Ahead of Wednesday’s protest, presidential candidates Donald Trump and Hillary Clinton weighed in on the violence in Charlotte, which came on the heels of another fatal police shooting of a black man, Terence Crutcher, on Friday in Tulsa.

“Keith Lamont Scott. Terence Crutcher. Too many others. This has got to end. -H,” tweeted Democrat Clinton, signing the post herself.

After calling to “make America safe again” in a tweet, Trump suggested later Wednesday that the Tulsa officer who shot Crutcher had “choked.”

“I don’t know what she was thinking,” the Republican said, speaking at an African-American church in Cleveland, Ohio.

– Divergent accounts –
The Charlotte shooting took place at 4:00 pm (2000 GMT) Tuesday as officers searching for a suspect arrived in the parking lot of an apartment complex.

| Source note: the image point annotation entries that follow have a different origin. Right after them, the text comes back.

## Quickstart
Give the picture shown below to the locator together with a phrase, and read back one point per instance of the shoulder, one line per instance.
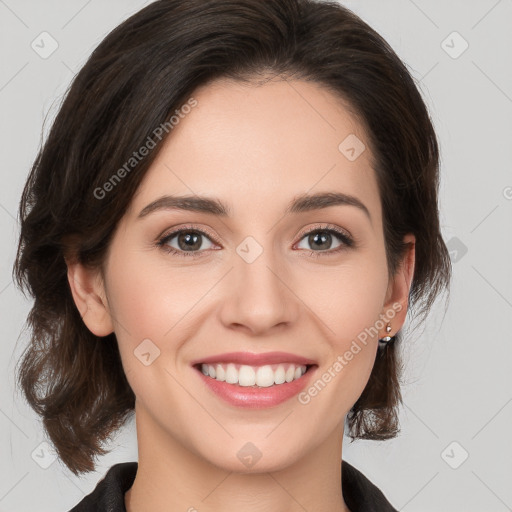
(109, 491)
(360, 494)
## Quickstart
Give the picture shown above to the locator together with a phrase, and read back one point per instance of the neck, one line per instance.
(172, 477)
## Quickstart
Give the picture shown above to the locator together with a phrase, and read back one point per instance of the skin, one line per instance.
(255, 148)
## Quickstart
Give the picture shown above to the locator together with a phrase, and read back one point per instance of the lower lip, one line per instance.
(257, 398)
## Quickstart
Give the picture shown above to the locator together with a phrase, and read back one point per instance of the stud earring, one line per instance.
(387, 339)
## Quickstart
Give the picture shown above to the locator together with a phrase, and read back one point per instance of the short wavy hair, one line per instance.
(134, 80)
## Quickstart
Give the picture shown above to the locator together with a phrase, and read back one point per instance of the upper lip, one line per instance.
(251, 359)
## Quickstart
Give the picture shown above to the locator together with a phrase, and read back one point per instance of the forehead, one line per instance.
(252, 144)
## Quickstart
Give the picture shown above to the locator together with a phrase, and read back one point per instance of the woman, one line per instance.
(233, 213)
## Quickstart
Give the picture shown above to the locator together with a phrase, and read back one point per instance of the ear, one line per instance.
(397, 296)
(88, 290)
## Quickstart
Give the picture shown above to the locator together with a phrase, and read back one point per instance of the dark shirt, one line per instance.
(359, 493)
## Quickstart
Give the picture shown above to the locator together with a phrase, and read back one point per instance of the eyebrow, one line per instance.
(213, 206)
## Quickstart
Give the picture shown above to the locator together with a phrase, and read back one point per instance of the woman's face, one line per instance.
(257, 279)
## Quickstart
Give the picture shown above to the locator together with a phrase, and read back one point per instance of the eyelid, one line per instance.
(345, 237)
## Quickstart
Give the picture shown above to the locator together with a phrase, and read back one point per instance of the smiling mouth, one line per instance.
(254, 376)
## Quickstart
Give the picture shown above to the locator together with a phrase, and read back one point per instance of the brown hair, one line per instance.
(134, 80)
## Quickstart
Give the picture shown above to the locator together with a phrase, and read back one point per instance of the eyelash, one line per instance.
(347, 241)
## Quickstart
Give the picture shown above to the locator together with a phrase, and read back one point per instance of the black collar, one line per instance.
(359, 493)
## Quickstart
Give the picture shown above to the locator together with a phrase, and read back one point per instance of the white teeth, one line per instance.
(221, 374)
(260, 376)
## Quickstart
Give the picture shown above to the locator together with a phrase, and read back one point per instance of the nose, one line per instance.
(259, 296)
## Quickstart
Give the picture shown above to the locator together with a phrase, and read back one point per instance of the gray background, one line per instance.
(457, 390)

They spotted a man later identified as Scott, who they said was holding a handgun as he exited and then re-entered a vehicle, Charlotte-Mecklenburg police chief Kerr Putney told journalists.

Officers approached the man and loudly commanded him to get out and drop the weapon, at which point Scott exited the vehicle armed, according to police.

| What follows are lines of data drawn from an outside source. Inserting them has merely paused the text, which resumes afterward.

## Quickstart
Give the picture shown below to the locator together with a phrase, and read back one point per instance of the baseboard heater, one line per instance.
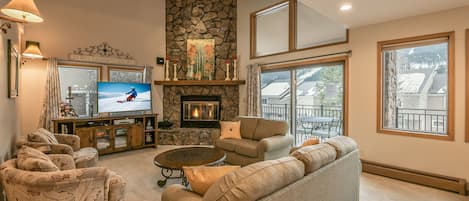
(442, 182)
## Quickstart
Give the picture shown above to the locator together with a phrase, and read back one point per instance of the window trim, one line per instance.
(451, 61)
(467, 87)
(292, 38)
(300, 64)
(83, 66)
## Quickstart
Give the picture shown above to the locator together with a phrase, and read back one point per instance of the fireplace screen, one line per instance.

“He stepped out, posing a threat to the officers, and officer Brentley Vinson subsequently fired his weapon, striking the subject,” the police chief said.

However, Putney added that he did not know whether Scott “definitively pointed the weapon specifically toward an officer.”

Carrying a firearm is legal under “open carry” gun laws in North Carolina.

Scott’s relatives told local media that he was waiting for his young son at school bus stop when police arrived. He was not carrying a gun but a book when he was shot dead, they said — an account police disputed.

“I can tell you a weapon was seized. A handgun,” Putney said. “I can also tell you we did not find a book that has been made reference to.”

Anger was simmering in Charlotte earlier in the day, especially over the police chief’s assertion that Scott had been armed.

“It’s a lie,” said Taheshia Williams, whose daughter attends school with the victim’s son. “They took the book and replaced it with a gun.”

Earlier on Wednesday evening, several hundred angry protesters, mostly African American, marched to the Charlotte police headquarters.

Some chanted “No Justice! No Peace!” while others banged on the door.

A young boy held a sign saying “My life matters.”

– Series of shootings –
A string of fatal police shootings — from Baton Rouge, Louisiana to St. Paul, Minnesota — has left many Americans demanding law enforcement reforms and greater accountability.

In the southern state of Oklahoma, Tulsa police chief Chuck Jordan called video footage of Crutcher’s deadly shooting on Friday disturbing and “very difficult to watch.”

The 40-year-old is seen with his hands up, appearing to comply with police officers before he is shot once by officer Betty Shelby and falls to the ground. Another officer fires his stun gun.

The US Department of Justice said Monday it would conduct a federal civil rights probe into the Tulsa shooting, parallel to an investigation being carried out by local authorities.